Sesuai dengan namanya, Klinik Budaya Rupa merupakan sebuah klinik pembelajaran aksi nyata kebudayaan kreatif yaitu musik, film, dan kerajinan. Mereka dikarantina selama tiga hari dan terlibat dalam sebuah diskusi dan eksperimen seputar klinik seni yang sudah diikutinya. Proses kreatif yang meluncur dalam klinik ini seluruhnya berbasis dialog dan otentisitas. Audiens diajak untuk kembali memahami keakaran dan jati diri mereka. Inilah sebuah ikhtiar kecil yang menyentuh pondasi sebuah kepribadian. “Proses pemanusiaan tidak akan pernah berjalan semestinya ketika kita tidak beranjak dari identitas alamiah kita sendiri,” tutur Sutar Adijoyo Putranto, relawan JRU ketika ditanya pendapatnya mengenai tema besar hajatan kebudayaan ini.

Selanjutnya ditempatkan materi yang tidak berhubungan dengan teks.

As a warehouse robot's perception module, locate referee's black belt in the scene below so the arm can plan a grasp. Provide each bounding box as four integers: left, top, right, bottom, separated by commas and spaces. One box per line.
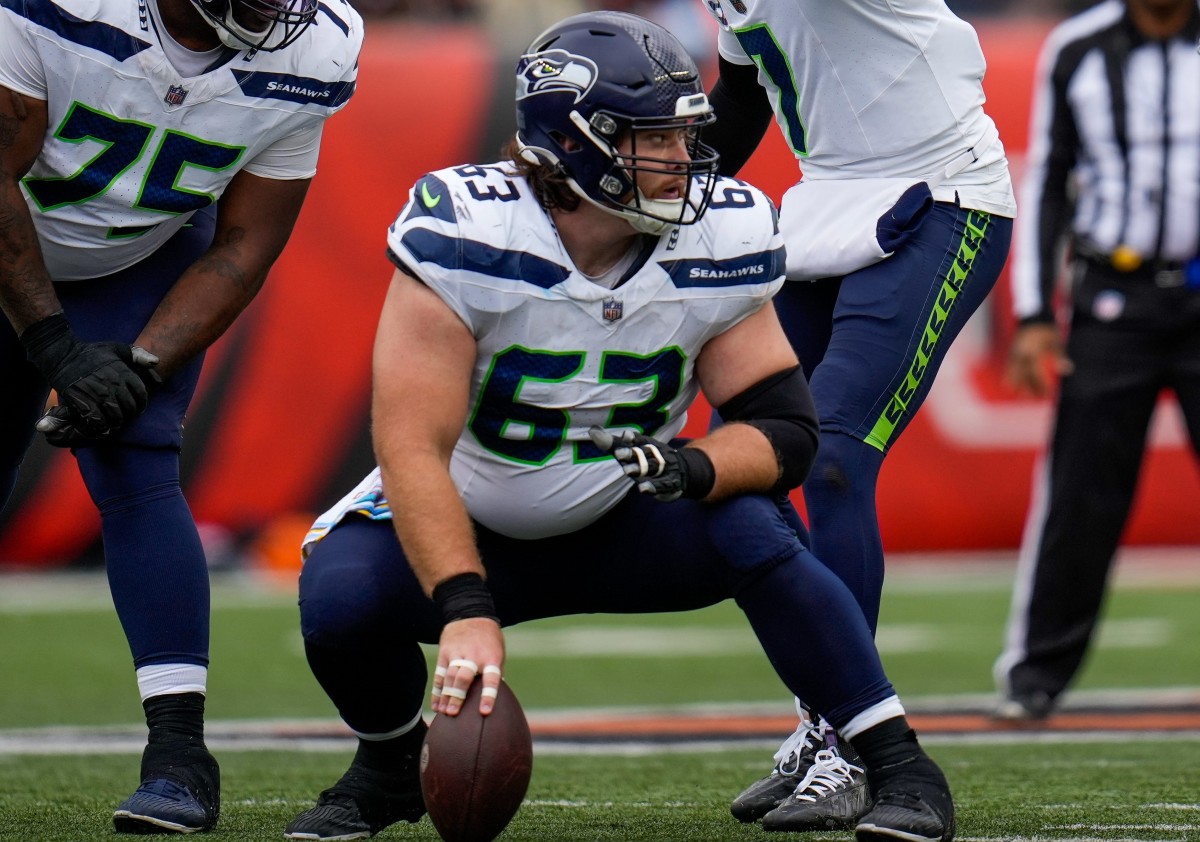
1074, 243, 1187, 289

Sutar kemudian menambahkan pribadi yang utuh adalah pribadi yang di dalamnya juga paham akan nilai-nilai kebudayaan yang intinya selalu mengajarkan kebaikan, kesetimbangan, dan kesetaraan.
Langkah untuk mewarnai proses pemahaman tersebut kemudian mewujud dalam kehadiran puluhan relawan JRU ke dalam forum apresiasi yang digelar oleh Klinik Budaya Rupa sebagai puncak kegiatan. Hasil eksperimen laiknya sebuah laboratorium tersebut dipertunjukkan ke depan publik Semarang yang giat menekuni kebudayaan. “Inilah sebuah nostalgia sekaligus medium apresiasi kita terhadap berkesenian,” ujar Metha Pratista, relawan JRU yang sehari-harinya mengakrabi dunia layanan keuangan mikro. Ya, puncak klinik tersebut mempertunjukkan sebuah eksperimen musik kontemporer yang kaya makna. Musik menjadi sebuah medium apresiasi aktornya terhadap berbagai fenomena kehidupan yang kali ini banyak mengusung isu lingkungan. Melalui klinik tersebut, tiga anak jalanan yang didampingi oleh Yayasan Setara menemukan sebuah horizon baru. Mereka menemukan diri mereka sebenarnya, seorang pemusik, yang kemudian diapresiasi dalam sebuah racikan bersama peserta lainnya yang akrab dengan ilustrasi musik teater, gitar akustik, dan eksperimentasi musik jazz.